米iSuppliは現地時間2010年4月7日、米Appleのタブレット端末「iPad」の実機を分解して調査した原価分析結果を発表した。それによると、希望小売価格が499ドルの16Gバイト・モデル(3G非対応)は、部品原価が250.60ドル、製造コストを含めると259.60ドルになった。

 ディスプレイやタッチスクリーンなどのユーザーインタフェース関連の部品の合計は109.50ドルで、全部品に占める割合は43.7%だった。「従来の電子機器とは大きく異なる部品構成だ」とiSuppliは指摘する。iSuppliディレクター兼主席アナリストのAndrew Rassweiler氏は、「iPadはコンピューティング、無線通信、消費者の世界を大きく変える可能性を持った製品だが、電子機器の設計手法の分野ではすでに変革をもたらしている」と述べている。

 「新たなパラダイムだ。従来のノートパソコンはマザーボードを中心に設計されている、iPadは、ヒューマン・マシン・インタフェースを中心とした設計だ。プリント基板や集積回路は、すべてコンテンツの表示や、ユーザーの入力を円滑にするために配置されている」(同氏)

 単体で最も高い部品はディスプレイで、その推定原価は65ドル。部品全体の25.9%を占める。液晶パネルの駆動方式はIPS(In-Place-Switching)を採用しており、広い視野角で映像コンテンツを楽しめるよう配慮しているという。 iSuppliが分解した実機のディスプレイ供給メーカーは韓国LG Displayだった。

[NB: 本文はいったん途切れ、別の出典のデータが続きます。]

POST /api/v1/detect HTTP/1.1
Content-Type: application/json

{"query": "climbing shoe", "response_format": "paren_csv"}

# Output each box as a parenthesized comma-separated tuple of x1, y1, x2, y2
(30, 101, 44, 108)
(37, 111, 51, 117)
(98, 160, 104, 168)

 次に高い部品はタッチスクリーンで、原価は30ドル。全体の12%を占める。供給メーカーは台湾Wintekだった。分解した16Gバイト・モデルは韓国Samsung Electronics製のフラッシュメモリーを搭載しており、その原価は29.50ドル。またTDK傘下の香港Amperex Technology製のバッテリーの原価は21ドル、A4プロセッサとGPU(Samsung製)の原価は19.50ドルと推定している。

 このほか米Broadcom製の無線LAN、Bluetoothチップ(8.05ドル)、Broadcom製タッチスクリーン・コントローラ(2.30ドル)、ドイツDialog Semiconductor製電源管理チップ(2.10.ドル)、米Texas Instruments製タッチスクリーン・ドライバ・チップ(1.80ドル)を搭載していた。

 なおiSuppliが発売前の製品を“仮想分解”して行った先の分析では、部品原価が219.35ドル、製造コストを含めた場合は229.35ドルになるとしていた(関連記事:AppleのiPad、32Gバイト・モデルの推定原価は287.15ドル---iSuppli試算)。今回の調査では、ディスプレイ、バッテリー、ユーザーインタフェース・コントローラ、電源管理チップのコストが先の予測値より上回ったと説明している。